Indeed I never yet
saw an oak tree so large as this ceiba of which I write, either in girth
or in its spread of top, unless it be the Kirby oak or the tree that
is called the 'King of Scoto' which grows at Broome, that is the next
parish to this of Ditchingham in Norfolk. On this ceiba tree many
zaphilotes or vultures were perched, and as we crept towards it I saw
what it was they came to seek, for from the lowest branches of the ceiba
three corpses swung in the breeze. 'Here are the Spaniard's footprints,'
I said. 'Let us look at them,' and we passed beneath the shadow of the
tree.
As I came, a zaphilote alighted on the head of the body that hung
nearest to me, and its weight, or the wafting of the fowl's wing, caused
the dead man to turn round so that he came face to face with me. I
looked, started back, then looked again and sank to the earth groaning.
For here was he whom I had come to seek and save, my friend, my brother,
Guatemoc the last emperor of Anahuac.

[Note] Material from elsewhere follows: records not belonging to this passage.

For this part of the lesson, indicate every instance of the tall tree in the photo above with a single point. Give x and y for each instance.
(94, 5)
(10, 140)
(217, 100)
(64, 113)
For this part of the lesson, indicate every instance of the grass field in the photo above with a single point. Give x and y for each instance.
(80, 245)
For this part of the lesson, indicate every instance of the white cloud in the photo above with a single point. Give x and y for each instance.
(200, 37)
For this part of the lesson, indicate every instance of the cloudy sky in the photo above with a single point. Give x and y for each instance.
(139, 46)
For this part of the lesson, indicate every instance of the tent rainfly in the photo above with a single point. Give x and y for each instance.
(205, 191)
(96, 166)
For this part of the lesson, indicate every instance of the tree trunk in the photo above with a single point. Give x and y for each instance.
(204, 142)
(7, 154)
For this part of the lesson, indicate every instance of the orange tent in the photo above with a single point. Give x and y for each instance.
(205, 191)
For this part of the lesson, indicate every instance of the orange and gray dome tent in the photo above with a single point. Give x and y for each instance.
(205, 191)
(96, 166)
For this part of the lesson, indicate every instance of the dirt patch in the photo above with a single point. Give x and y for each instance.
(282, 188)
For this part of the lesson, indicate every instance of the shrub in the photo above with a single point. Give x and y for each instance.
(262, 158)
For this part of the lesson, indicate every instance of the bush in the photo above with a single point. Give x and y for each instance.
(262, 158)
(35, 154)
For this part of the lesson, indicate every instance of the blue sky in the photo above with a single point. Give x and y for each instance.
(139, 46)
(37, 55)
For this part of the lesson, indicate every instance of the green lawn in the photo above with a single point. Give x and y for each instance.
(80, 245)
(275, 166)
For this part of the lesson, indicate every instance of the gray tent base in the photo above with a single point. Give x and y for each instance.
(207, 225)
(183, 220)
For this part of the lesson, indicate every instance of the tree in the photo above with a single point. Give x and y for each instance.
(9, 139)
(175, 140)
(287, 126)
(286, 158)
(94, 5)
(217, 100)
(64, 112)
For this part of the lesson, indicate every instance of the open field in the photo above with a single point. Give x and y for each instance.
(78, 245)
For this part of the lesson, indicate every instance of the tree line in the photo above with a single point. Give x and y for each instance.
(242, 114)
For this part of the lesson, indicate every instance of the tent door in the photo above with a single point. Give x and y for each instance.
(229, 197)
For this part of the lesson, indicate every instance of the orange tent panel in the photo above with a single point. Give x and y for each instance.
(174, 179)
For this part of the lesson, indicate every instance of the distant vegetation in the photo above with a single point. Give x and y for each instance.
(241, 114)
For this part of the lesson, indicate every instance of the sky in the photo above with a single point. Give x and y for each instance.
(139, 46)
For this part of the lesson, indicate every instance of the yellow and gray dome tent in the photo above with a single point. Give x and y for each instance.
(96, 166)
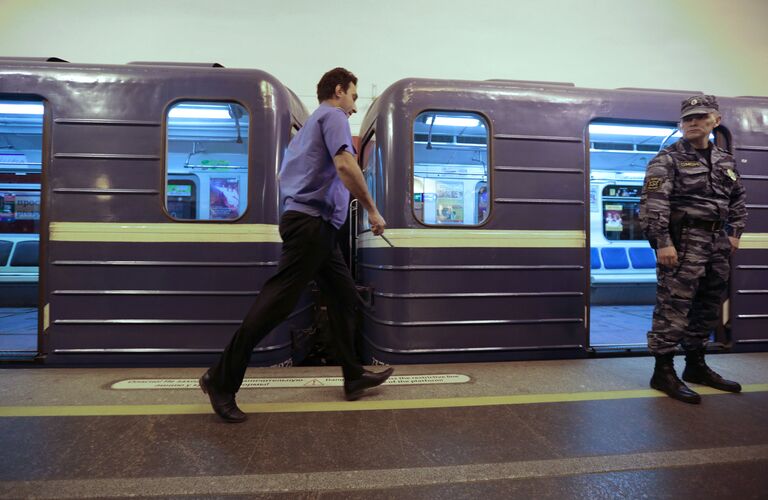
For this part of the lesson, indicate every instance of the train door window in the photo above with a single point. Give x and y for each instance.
(450, 168)
(207, 161)
(21, 146)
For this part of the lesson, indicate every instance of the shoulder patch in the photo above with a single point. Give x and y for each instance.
(653, 183)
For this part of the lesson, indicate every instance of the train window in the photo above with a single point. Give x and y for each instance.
(21, 144)
(207, 161)
(369, 173)
(450, 171)
(619, 154)
(26, 254)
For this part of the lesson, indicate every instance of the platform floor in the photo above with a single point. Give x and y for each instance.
(588, 428)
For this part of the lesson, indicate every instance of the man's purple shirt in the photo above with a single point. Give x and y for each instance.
(308, 179)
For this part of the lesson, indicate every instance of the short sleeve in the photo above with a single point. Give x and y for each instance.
(336, 132)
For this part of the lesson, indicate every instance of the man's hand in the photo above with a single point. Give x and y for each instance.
(377, 222)
(667, 256)
(734, 243)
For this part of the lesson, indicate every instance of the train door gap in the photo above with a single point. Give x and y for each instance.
(21, 139)
(622, 264)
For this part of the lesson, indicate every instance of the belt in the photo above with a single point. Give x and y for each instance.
(708, 225)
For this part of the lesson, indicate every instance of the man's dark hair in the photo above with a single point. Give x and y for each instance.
(326, 87)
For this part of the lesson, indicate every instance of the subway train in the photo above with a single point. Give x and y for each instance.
(151, 190)
(511, 209)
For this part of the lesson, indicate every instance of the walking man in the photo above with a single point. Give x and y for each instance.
(317, 174)
(693, 212)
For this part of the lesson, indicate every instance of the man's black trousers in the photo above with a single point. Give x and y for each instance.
(310, 251)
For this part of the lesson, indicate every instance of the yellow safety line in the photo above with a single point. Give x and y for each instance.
(371, 404)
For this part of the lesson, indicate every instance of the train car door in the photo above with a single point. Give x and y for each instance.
(21, 159)
(622, 264)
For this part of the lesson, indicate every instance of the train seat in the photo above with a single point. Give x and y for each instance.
(642, 258)
(615, 257)
(594, 258)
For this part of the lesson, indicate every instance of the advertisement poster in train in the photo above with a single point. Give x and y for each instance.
(7, 207)
(27, 207)
(450, 202)
(613, 218)
(224, 198)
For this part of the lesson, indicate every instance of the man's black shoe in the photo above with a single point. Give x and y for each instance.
(223, 403)
(353, 389)
(665, 380)
(697, 371)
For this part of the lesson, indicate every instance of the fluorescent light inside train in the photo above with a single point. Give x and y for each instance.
(21, 109)
(625, 130)
(454, 121)
(216, 113)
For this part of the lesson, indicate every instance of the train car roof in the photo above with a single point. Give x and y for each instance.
(402, 92)
(157, 69)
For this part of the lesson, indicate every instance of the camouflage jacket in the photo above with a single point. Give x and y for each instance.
(680, 179)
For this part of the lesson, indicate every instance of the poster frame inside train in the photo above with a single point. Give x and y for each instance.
(157, 206)
(507, 220)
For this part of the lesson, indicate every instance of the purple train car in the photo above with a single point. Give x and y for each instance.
(152, 189)
(512, 216)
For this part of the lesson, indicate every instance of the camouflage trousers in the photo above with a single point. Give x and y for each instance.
(688, 296)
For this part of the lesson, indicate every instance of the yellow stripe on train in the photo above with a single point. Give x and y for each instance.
(474, 238)
(168, 232)
(754, 240)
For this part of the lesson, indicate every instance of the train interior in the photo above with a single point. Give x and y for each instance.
(450, 174)
(21, 141)
(622, 264)
(207, 161)
(206, 179)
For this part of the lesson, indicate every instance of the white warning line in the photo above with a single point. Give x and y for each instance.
(287, 382)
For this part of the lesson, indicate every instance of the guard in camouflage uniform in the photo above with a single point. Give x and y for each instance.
(693, 212)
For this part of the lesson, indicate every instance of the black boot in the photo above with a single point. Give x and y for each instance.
(697, 371)
(223, 403)
(353, 389)
(665, 380)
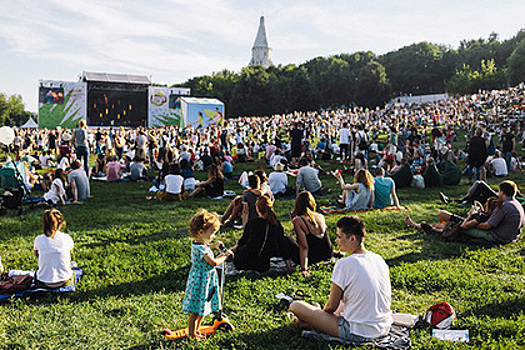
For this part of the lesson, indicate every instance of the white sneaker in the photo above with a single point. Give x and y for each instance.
(283, 296)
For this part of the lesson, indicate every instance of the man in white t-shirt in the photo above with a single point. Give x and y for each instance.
(358, 307)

Here he hung in the dim and
desolate forest, dead by the death of a thief, while the vulture
shrieked upon his head. I sat bewildered and horror-stricken, and as
I sat I remembered the proud sign of Aztec royalty, a bird of prey
clasping an adder in its claw. There before me was the last of the
stock, and behold! a bird of prey gripped his hair in its talons, a
fitting emblem indeed of the fall of Anahuac and the kings of Anahuac.